Lincoln's new autonomous car concept offers a lot to gawk at. One thing it doesn't offer: A steering wheel.
The automaker unveiled its newest creation in honor of its 100th birthday. The concept car, which is a computer generated model at the moment, is meant to pay homage to the Model L, the brand's first luxury vehicle, although the resemblance is more notional than directly inspirational. Where the original L had all the boxy hallmarks of the stately vehicles of the era, the new L100, which debuted at the Pebble Beach Concours d'Elegance in California, is best described as a drop of quicksilver with nary a hard angle to speak of.
There's plenty to glom on to from a design perspective, but the interesting thing is that we're getting a glimpse of how automakers potentially may view cars of the future. The L100 is strictly a concept, not a production vehicle, but it is a salient peek into the driverless future. It has no driving instrumentation, which is a profound departure from contemporary autonomous vehicles. It also has no steering wheel, opting instead for a crystal "chess piece" joystick in the center console.
"Concept vehicles allow us to reimagine and illustrate how new experiences can come to life with the help of advanced technologies and allow our designers more creative freedom than ever before," said Anthony Lo, chief design officer, Ford Motor Company, which owns the Lincoln brand. "With the Model L100, we were able to push the boundaries in ways that evolve our Quiet Flight brand DNA and change the way we think about Lincoln designs of tomorrow."

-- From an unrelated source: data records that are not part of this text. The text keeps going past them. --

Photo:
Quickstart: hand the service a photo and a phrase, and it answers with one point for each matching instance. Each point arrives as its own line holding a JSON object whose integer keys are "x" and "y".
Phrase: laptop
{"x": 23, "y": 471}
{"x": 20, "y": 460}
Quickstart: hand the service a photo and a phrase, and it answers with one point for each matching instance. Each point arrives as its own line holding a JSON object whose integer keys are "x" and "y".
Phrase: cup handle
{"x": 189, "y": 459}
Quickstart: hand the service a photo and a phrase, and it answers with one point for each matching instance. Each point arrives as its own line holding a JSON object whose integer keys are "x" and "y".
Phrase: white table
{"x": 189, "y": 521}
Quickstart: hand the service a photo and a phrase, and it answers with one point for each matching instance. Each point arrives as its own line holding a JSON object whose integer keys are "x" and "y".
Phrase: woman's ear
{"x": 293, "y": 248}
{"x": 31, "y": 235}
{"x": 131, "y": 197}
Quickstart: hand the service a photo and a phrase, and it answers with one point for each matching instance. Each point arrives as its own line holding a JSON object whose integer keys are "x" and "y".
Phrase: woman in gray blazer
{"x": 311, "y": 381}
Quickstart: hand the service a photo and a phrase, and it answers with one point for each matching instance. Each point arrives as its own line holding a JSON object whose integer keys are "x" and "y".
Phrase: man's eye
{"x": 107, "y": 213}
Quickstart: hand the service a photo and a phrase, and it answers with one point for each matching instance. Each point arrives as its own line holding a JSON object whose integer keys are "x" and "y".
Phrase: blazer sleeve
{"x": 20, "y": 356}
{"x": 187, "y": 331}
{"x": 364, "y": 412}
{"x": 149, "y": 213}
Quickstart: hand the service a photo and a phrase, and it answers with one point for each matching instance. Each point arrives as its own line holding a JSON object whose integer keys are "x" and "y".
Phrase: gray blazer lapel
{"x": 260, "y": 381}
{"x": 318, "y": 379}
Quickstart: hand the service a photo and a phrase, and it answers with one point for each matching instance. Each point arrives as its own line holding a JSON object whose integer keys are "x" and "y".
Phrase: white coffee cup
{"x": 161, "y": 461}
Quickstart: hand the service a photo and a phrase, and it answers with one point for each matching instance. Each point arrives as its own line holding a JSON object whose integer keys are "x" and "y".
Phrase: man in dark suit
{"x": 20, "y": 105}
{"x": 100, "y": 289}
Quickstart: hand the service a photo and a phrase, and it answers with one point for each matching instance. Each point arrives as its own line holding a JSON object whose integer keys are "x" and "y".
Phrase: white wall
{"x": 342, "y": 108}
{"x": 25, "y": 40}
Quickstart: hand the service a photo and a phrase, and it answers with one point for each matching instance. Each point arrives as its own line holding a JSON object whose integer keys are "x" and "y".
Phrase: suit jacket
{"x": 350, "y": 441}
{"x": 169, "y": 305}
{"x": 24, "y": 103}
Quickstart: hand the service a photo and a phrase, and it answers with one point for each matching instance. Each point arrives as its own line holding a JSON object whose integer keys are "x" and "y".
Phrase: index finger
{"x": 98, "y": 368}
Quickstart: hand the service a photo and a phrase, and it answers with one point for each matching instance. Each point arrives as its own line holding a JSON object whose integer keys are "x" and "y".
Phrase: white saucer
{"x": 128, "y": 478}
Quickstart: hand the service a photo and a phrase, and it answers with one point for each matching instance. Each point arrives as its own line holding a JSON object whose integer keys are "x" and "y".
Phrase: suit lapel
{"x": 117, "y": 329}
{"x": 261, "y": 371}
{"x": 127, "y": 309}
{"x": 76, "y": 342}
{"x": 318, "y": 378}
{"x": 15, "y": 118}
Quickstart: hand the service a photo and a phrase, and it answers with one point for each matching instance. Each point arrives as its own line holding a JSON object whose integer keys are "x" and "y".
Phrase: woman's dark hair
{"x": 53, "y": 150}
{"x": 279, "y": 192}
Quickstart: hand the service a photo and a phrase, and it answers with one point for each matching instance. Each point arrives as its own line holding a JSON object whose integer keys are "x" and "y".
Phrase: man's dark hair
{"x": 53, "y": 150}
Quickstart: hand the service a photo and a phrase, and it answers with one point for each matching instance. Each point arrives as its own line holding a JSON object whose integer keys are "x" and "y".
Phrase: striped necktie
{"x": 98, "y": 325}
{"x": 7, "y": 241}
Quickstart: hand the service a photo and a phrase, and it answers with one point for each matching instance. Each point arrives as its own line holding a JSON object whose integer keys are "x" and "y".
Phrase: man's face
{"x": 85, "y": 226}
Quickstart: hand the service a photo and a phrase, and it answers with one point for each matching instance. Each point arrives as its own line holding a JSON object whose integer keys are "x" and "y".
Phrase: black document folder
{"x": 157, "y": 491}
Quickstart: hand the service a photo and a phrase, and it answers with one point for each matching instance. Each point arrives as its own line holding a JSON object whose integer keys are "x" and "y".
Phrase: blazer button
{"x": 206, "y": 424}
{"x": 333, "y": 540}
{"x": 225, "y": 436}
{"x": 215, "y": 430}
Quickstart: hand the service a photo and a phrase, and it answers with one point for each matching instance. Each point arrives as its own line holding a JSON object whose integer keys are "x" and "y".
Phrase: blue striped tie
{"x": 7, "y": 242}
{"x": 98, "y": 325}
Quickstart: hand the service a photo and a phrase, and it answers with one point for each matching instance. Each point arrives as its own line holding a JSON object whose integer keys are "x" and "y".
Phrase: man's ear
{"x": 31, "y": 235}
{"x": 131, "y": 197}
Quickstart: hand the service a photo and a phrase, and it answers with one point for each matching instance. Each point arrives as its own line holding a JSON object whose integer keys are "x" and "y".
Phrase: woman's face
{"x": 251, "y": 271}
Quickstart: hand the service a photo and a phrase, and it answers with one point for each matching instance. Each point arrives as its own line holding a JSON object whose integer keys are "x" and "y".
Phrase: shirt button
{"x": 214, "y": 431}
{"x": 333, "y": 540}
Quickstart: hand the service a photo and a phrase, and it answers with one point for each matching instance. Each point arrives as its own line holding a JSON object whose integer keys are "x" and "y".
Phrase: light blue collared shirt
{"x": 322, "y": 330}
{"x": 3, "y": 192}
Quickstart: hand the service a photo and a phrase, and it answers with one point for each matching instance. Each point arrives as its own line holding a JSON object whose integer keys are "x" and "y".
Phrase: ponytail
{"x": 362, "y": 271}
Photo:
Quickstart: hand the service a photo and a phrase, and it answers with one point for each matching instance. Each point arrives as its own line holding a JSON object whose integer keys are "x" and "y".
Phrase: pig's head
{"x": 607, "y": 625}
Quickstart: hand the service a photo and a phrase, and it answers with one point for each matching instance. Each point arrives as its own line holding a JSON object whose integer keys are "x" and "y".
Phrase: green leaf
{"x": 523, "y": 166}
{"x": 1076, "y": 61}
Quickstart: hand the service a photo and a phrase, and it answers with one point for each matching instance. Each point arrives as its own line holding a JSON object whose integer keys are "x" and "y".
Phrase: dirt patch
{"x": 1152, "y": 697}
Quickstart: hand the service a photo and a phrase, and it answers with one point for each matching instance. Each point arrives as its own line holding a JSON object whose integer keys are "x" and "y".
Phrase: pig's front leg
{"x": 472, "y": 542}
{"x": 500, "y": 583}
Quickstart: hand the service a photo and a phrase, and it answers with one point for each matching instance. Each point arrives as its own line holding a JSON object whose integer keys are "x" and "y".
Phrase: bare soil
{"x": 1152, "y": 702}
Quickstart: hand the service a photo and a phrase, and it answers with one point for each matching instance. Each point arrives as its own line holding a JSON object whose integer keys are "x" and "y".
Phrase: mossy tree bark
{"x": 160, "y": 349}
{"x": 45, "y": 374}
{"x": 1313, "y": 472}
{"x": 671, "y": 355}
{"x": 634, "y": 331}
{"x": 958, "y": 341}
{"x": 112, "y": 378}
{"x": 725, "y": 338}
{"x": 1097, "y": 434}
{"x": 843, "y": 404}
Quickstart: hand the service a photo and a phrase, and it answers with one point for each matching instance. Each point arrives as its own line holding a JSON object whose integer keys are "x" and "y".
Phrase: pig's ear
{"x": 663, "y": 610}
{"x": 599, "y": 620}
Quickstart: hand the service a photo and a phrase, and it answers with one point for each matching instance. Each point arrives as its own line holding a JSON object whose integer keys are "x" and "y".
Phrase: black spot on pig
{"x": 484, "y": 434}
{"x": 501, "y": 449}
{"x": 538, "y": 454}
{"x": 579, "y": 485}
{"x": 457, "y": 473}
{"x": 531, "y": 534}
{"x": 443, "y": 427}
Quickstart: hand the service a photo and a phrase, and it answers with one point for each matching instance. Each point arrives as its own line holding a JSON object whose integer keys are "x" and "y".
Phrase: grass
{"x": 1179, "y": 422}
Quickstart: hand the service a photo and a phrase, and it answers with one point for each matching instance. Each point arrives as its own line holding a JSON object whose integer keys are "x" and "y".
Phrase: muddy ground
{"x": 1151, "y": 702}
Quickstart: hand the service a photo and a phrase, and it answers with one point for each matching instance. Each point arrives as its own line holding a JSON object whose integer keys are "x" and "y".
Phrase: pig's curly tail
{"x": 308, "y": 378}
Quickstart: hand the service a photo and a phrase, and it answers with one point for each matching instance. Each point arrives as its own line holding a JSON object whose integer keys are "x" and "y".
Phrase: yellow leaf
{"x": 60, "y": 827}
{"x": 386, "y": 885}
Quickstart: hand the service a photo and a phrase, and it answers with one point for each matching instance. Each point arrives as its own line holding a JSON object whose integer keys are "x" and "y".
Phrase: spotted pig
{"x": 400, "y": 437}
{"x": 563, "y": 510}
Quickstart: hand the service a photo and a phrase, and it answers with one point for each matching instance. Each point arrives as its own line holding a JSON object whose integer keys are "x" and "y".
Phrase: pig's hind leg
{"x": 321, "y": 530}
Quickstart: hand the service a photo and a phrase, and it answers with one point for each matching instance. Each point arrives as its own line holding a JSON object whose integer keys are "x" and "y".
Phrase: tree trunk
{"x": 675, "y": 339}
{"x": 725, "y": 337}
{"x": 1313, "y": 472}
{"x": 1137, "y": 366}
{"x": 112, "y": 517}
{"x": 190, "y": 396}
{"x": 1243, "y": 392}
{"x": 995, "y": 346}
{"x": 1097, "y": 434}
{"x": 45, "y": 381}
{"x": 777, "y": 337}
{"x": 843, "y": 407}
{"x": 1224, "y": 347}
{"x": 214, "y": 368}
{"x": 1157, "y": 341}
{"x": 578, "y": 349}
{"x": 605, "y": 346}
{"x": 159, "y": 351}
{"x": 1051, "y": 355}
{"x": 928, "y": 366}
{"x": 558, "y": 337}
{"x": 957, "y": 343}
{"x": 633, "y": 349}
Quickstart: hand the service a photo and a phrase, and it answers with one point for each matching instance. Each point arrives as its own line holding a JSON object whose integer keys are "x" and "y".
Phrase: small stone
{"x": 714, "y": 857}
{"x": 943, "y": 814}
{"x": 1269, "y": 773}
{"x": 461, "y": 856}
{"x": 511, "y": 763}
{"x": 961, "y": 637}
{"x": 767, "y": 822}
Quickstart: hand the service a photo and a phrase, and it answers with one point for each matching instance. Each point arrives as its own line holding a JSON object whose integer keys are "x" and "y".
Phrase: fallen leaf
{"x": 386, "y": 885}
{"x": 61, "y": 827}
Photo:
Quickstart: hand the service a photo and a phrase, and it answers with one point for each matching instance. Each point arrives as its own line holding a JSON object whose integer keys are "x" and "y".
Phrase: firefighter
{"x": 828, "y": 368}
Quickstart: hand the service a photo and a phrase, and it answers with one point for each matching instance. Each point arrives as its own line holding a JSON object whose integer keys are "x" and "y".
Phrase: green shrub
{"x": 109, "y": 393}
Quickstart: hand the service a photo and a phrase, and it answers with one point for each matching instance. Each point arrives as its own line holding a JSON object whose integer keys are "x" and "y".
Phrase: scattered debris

Other automakers have unveiled imaginative autonomous vehicles, including Cadillac, which introduced this year its InnerSpace concept, part of its Halo Concept Portfolio, at CES, the influential annual tech event.
"Electrification and autonomous driving will fundamentally change the role of vehicles and the experiences customers have with them," said Bryan Nesbitt, GM executive director, Global Advanced Design and Global Architecture Studio. "We're exploring where that will go with these innovative concepts, envisioning mobility as an ally of wellness, giving customers the ultimate luxury, more personal time, rather than taking it."
One interesting thing to note about these concepts is the rethinking of how driving will function in society. Automakers are very clearly considering the future of driving habits, and of rideshare in particular. Lincoln's concept is massive and luxurious, with space for multiple passengers, the car equivalent of business class.
The reveal video calls it "a space to recharge and connect ... a sanctuary."